Thanks for the additional information. I imagine it is very difficult to balance fidelity to FLW's vision with (more) modern training standards. I'm less sympathetic to the problem of the buildings being expensive to maintain--that's true of a lot of great historic architecture--but if it's only half the problem it's a pity that someone couldn't have worked harder on the other half.

A revival effort is in the news. The program is uniquely small among other things. It has only 30 students, with $0.4 million in tuition revenue and $1.7 million in expenses. The school does not own the campus, and cannot afford the rent. It is not allowed to use the Wright name. The leadership is historically ambivalent about being accredited. Those are long odds.

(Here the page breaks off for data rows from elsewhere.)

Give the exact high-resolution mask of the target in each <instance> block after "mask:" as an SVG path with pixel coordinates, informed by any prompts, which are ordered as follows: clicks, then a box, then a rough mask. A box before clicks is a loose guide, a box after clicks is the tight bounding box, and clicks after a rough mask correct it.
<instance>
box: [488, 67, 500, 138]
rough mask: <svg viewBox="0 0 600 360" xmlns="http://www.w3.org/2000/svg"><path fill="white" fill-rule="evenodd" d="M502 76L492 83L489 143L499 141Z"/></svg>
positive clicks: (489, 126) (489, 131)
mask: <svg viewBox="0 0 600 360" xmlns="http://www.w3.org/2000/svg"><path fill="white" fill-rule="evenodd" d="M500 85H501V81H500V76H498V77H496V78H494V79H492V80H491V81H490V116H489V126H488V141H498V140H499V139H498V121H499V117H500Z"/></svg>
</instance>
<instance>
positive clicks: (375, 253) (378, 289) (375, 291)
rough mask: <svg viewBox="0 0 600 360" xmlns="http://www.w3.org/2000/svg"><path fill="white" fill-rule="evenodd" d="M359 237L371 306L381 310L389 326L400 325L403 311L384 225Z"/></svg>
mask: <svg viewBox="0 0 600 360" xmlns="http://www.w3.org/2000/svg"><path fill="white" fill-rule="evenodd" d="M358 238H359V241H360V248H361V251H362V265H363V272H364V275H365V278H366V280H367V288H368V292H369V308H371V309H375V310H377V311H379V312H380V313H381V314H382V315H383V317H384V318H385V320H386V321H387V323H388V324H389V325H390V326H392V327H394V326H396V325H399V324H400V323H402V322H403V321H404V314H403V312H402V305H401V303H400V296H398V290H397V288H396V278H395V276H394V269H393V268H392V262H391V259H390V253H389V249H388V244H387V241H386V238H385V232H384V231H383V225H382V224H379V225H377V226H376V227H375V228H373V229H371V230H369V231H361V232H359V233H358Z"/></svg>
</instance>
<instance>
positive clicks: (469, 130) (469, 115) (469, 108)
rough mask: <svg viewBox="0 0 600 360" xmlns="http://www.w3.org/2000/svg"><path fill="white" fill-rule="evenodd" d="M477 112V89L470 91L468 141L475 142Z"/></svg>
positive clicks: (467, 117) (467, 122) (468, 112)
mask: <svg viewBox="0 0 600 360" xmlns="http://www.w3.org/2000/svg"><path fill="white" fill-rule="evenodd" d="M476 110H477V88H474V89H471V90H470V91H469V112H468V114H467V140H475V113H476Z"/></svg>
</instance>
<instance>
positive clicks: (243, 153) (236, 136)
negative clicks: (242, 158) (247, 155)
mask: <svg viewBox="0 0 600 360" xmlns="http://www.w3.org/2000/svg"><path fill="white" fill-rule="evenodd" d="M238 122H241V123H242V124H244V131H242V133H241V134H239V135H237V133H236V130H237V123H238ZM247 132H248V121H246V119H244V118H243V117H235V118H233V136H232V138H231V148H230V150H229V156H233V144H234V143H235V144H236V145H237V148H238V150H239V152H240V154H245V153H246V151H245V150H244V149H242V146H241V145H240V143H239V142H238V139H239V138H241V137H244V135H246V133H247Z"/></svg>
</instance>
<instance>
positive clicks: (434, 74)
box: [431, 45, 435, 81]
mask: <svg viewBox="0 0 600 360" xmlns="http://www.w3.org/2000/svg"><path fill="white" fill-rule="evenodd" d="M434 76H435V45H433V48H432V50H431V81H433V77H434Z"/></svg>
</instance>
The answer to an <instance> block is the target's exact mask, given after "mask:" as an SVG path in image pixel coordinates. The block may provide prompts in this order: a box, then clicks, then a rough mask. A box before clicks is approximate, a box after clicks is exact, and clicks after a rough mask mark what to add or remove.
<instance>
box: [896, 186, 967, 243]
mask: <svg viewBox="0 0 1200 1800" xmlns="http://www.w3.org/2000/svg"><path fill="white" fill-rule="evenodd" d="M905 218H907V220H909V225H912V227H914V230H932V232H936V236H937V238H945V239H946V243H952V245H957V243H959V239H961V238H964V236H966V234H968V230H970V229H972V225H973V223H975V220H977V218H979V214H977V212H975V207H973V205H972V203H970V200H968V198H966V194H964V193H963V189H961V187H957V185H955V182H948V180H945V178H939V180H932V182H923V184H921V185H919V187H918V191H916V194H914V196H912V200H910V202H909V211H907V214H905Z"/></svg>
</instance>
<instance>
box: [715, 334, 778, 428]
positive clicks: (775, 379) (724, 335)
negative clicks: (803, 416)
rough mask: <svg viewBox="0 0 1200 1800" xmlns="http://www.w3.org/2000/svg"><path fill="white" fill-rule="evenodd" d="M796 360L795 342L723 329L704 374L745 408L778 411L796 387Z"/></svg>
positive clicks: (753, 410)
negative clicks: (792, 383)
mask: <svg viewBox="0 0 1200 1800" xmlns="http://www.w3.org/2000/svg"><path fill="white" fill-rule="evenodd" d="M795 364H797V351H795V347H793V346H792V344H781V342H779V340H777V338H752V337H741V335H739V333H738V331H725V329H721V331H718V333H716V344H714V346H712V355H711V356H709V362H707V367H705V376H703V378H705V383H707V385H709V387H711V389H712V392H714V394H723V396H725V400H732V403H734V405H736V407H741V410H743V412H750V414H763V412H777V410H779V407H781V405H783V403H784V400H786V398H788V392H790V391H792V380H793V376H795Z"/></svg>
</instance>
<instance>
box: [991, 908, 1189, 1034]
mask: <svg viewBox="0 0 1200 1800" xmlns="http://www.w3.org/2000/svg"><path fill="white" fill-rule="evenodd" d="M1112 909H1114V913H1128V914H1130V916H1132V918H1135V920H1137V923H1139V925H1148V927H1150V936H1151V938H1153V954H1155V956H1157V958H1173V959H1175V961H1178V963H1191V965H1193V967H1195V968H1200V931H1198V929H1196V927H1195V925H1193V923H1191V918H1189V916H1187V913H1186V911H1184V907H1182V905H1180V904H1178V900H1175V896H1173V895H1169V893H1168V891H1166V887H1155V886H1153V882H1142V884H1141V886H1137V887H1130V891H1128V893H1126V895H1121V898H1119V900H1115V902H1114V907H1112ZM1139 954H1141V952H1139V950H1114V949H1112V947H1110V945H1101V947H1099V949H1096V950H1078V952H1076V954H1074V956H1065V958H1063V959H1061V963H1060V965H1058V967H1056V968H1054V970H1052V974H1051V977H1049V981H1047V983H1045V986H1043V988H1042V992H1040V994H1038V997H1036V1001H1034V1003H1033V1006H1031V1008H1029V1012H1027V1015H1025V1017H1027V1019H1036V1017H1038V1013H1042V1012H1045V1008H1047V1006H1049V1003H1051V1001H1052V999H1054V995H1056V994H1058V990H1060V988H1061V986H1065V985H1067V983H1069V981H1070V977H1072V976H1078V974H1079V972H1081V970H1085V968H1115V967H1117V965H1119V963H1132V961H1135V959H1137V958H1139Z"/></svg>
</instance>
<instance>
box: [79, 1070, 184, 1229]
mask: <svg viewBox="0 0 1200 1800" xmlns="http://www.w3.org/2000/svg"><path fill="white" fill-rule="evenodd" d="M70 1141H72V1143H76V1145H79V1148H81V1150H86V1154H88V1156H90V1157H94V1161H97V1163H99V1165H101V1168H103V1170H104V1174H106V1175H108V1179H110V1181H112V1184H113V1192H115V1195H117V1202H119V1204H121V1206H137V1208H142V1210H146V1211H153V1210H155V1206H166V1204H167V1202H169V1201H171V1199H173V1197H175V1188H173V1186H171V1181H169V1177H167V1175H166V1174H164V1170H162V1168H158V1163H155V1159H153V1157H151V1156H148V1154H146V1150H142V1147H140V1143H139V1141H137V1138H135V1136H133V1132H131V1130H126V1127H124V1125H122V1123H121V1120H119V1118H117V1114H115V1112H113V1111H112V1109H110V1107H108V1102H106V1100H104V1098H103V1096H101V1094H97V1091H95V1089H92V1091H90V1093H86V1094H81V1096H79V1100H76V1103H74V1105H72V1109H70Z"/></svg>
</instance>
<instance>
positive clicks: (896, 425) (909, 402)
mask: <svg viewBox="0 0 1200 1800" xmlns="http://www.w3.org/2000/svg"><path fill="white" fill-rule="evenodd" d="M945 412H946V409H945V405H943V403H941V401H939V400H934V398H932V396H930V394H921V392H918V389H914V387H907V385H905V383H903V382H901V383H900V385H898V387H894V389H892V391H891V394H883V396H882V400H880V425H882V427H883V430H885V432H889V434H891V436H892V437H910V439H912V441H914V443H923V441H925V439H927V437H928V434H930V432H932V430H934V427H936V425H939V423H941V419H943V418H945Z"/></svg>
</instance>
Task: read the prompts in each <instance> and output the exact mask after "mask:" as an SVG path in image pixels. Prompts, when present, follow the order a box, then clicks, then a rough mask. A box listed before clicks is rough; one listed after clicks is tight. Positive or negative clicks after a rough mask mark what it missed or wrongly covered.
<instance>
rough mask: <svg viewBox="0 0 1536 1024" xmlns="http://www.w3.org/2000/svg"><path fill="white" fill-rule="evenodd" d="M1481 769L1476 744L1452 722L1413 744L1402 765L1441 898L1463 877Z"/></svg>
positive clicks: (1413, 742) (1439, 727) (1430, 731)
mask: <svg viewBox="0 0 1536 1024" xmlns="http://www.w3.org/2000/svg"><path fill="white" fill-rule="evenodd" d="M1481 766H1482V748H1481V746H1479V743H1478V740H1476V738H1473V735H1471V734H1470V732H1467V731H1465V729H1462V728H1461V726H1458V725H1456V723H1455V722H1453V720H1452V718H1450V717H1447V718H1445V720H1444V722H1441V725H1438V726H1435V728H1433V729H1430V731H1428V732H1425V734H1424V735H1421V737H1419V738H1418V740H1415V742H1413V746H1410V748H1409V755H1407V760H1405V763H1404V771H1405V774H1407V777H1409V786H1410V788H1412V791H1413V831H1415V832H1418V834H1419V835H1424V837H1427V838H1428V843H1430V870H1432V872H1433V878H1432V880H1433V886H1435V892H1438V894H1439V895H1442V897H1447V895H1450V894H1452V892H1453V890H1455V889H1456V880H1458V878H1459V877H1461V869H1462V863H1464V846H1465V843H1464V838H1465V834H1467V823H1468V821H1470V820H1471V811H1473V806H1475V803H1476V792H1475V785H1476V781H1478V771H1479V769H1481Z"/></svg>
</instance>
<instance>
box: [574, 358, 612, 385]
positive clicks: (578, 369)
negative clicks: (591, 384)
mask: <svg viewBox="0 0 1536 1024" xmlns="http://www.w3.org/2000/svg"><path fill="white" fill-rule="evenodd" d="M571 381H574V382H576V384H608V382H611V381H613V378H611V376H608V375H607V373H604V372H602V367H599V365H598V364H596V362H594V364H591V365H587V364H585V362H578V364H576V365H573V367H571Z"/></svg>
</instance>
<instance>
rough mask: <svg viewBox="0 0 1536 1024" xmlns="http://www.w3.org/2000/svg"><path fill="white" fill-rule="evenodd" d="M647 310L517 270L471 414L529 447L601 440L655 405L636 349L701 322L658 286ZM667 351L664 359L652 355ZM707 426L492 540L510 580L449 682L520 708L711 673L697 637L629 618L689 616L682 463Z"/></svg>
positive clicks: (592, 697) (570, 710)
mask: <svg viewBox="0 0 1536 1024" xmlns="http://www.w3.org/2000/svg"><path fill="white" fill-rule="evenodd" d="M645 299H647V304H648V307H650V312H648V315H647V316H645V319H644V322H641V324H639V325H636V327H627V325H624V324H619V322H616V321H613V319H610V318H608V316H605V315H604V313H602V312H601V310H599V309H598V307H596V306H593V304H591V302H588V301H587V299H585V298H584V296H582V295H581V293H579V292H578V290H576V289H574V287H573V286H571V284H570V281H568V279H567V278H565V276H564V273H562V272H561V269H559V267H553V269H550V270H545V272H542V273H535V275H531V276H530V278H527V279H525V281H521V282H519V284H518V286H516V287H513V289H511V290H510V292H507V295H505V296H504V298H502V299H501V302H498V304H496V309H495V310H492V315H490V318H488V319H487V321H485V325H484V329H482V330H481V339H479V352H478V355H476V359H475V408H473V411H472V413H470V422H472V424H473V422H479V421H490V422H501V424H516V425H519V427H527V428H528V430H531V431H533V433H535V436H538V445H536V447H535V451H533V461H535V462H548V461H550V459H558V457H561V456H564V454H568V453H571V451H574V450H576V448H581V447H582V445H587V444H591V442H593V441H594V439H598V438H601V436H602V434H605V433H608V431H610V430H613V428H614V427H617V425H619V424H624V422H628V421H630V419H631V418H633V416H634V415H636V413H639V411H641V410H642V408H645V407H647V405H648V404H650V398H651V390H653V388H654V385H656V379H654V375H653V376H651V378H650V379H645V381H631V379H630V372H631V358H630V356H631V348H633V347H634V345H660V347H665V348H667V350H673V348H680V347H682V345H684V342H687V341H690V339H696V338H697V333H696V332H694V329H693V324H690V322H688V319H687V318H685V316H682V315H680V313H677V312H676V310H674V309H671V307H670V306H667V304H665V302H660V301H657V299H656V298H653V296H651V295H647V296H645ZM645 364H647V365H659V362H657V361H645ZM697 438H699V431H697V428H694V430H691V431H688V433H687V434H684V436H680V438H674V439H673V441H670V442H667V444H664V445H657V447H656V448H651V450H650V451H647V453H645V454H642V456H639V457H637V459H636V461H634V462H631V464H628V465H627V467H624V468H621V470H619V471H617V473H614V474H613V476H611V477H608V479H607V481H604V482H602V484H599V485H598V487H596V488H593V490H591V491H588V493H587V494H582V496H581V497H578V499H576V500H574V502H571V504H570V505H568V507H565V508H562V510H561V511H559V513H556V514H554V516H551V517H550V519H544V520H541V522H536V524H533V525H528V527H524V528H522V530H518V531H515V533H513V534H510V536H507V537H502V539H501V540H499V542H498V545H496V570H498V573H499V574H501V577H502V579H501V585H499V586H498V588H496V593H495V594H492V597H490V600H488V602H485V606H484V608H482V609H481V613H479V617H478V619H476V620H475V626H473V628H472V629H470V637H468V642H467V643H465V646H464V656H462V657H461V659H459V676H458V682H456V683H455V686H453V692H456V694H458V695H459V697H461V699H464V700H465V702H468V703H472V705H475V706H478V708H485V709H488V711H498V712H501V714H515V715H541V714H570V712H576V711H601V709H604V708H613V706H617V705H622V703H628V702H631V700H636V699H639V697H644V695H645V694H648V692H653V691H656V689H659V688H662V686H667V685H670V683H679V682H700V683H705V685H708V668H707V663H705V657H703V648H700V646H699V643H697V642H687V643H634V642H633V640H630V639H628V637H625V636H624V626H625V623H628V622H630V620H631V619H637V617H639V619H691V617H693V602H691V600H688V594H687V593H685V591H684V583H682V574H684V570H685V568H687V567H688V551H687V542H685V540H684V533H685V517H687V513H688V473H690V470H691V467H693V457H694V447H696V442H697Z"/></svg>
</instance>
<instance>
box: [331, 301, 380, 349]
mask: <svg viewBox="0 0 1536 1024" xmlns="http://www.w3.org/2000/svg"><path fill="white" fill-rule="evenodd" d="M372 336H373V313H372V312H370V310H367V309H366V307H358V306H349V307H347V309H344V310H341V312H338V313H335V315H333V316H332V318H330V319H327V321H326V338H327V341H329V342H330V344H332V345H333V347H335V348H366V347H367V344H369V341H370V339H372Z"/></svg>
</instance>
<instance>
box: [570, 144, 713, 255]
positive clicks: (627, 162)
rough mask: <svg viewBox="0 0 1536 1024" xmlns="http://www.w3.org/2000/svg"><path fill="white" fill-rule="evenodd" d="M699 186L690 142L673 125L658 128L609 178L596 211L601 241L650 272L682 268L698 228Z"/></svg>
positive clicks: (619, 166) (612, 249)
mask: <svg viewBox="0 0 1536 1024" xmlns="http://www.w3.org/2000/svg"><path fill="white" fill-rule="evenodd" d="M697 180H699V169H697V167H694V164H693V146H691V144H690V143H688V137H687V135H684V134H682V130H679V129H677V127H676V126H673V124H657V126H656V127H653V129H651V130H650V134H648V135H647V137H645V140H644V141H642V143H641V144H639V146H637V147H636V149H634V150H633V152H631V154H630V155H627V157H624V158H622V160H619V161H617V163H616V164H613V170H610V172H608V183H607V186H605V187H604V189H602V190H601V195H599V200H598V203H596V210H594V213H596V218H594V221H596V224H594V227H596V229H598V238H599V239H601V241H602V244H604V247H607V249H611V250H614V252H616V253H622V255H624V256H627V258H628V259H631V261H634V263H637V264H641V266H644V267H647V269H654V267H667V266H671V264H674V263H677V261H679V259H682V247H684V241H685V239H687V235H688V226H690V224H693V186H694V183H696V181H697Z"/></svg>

Is there an optimistic version of the information in the linked article?

"Fight unfolds" doesn't seem optimistic.

Hibush

Palomar College, a 24-000 student Southern California community college, was assigned a fiscal monitor in an attempt to rein in its ongoing financial crisis.  State officials that it could go broke in two years, having a growing deficit and what state auditors called "a long history of inadequate practices."

In faculty governance-related angle, the faculty voted 92% no confidence in the president last fall for squandering money on a presidential suite. She will resign now with a golden parachute of $600,000.

polly_mer

Quote from: hmaria1609 on June 27, 2019, 07:07:43 PM
Do whatever you want--I'm just the background dancer in your show!



mamselle

It's sounding like a Pac-man scenario: the big get bigger and the small get smaller...or eaten.

M.
Forsake the foolish, and live; and go in the way of understanding.

Reprove not a scorner, lest they hate thee: rebuke the wise, and they will love thee.

Give instruction to the wise, and they will be yet wiser: teach the just, and they will increase in learning.